IL GENERALE E LA POLTRONA . Molte volte per i carabinieri l’applicazione del codice militare permette provvedimenti interni molto più rapidi e risolutivi: come nel caso dei marescialli arrestati per i ricatti emersi con lo scandalo dell’allora governatore del Lazio Piero Marrazzo, tutti immeditatamente sospesi per cinque anni. Eppure il caso più discusso di uomini rimasti in divisa nonostante accuse pesantissime resta quello del generale Giampaolo Ganzer. Un ufficiale dal curriculum eccezionale, dalla lotta antiterrorismo con Carlo Alberto Dalla Chiesa allo smantellamento della mafia del Brenta, fino alla guida del Ros. Poi l’incriminazione per associazione per delinquere finalizzata al traffico di droga, al peculato, al falso per la gestione di un’operazione coperta. Nel 2010 i giudici di Brescia lo hanno condannato a 14 anni definendolo «un traditore per smisurata ambizione». La sentenza ha scosso i vertici dell’Arma, ma Ganzer è rimasto al suo posto fino al giorno della pensione, nello scorso luglio. E questo nonostante il regolamento militare preveda la sospensione in caso di condanna non definitiva per peculato, uno dei reati contestati al generale.
STUPRO IN CASERMA. A volte, poi, anche quando la decisione dell’autorità sembra irrevocabile, è il Tar che rimette tutto in discussione. Come è successo a uno dei carabinieri accusati dello stupro di una donna nella caserma del Quadraro a Roma, arrestata nel 2011 per un furto. La donna denuncia di essere stata violentata nella camera di sicurezza. «Mi hanno offerto un panino, mi hanno fatta bere, poi sono cominciate le violenze», mette a verbale.

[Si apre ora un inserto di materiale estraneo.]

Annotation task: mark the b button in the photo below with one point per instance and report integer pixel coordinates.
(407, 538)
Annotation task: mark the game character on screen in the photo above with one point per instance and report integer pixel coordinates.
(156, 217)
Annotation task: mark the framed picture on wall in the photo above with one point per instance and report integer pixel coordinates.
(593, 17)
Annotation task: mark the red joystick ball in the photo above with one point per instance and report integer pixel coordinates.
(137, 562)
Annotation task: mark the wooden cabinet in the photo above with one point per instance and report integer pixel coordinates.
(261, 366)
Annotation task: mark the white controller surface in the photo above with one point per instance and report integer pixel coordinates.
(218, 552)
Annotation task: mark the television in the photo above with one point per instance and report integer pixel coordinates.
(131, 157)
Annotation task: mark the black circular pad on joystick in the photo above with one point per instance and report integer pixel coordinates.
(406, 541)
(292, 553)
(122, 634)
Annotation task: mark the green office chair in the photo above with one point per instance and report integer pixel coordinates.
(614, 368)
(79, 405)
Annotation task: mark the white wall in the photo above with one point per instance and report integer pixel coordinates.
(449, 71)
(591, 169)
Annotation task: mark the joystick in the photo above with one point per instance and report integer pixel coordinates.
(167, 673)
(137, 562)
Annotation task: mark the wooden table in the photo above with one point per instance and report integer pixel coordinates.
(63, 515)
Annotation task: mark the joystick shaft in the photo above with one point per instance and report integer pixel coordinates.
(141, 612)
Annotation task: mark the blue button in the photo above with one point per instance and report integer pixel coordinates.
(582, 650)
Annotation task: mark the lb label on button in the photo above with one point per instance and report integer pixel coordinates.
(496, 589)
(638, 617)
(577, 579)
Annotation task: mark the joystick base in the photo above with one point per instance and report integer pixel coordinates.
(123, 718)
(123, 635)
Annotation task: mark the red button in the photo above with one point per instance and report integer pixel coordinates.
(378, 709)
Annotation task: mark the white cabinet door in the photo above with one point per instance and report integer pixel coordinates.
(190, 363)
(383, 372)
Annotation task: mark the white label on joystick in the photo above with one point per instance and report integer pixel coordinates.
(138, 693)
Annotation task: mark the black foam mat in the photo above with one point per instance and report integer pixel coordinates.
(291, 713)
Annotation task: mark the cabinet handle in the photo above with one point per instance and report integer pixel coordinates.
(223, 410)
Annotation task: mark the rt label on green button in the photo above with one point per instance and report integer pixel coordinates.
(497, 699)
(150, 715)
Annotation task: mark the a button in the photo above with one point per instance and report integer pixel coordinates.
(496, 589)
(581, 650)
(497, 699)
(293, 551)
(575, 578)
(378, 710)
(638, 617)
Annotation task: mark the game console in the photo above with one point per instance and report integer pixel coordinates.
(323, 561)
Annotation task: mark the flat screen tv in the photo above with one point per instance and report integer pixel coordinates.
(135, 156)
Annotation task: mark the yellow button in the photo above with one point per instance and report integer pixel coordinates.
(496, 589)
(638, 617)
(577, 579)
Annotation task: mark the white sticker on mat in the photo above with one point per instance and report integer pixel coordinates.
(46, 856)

L’Arma ha immediatamente destituito i tre militari coinvolti. Ma uno di loro ha fatto ricorso al Tribunale amministrativo: cacciandolo in quel modo - questa la sua tesi - il ministero si sarebbe macchiato di eccesso di potere senza dare al carabiniere la possibilità di difendersi dall’accusa. I giudici gli hanno dato ragione ed è stato reintegrato. Ora sarà necessario un nuovo procedimento disciplinare. A dimostrazione di quanto sia urgente varare regole certe ed efficaci.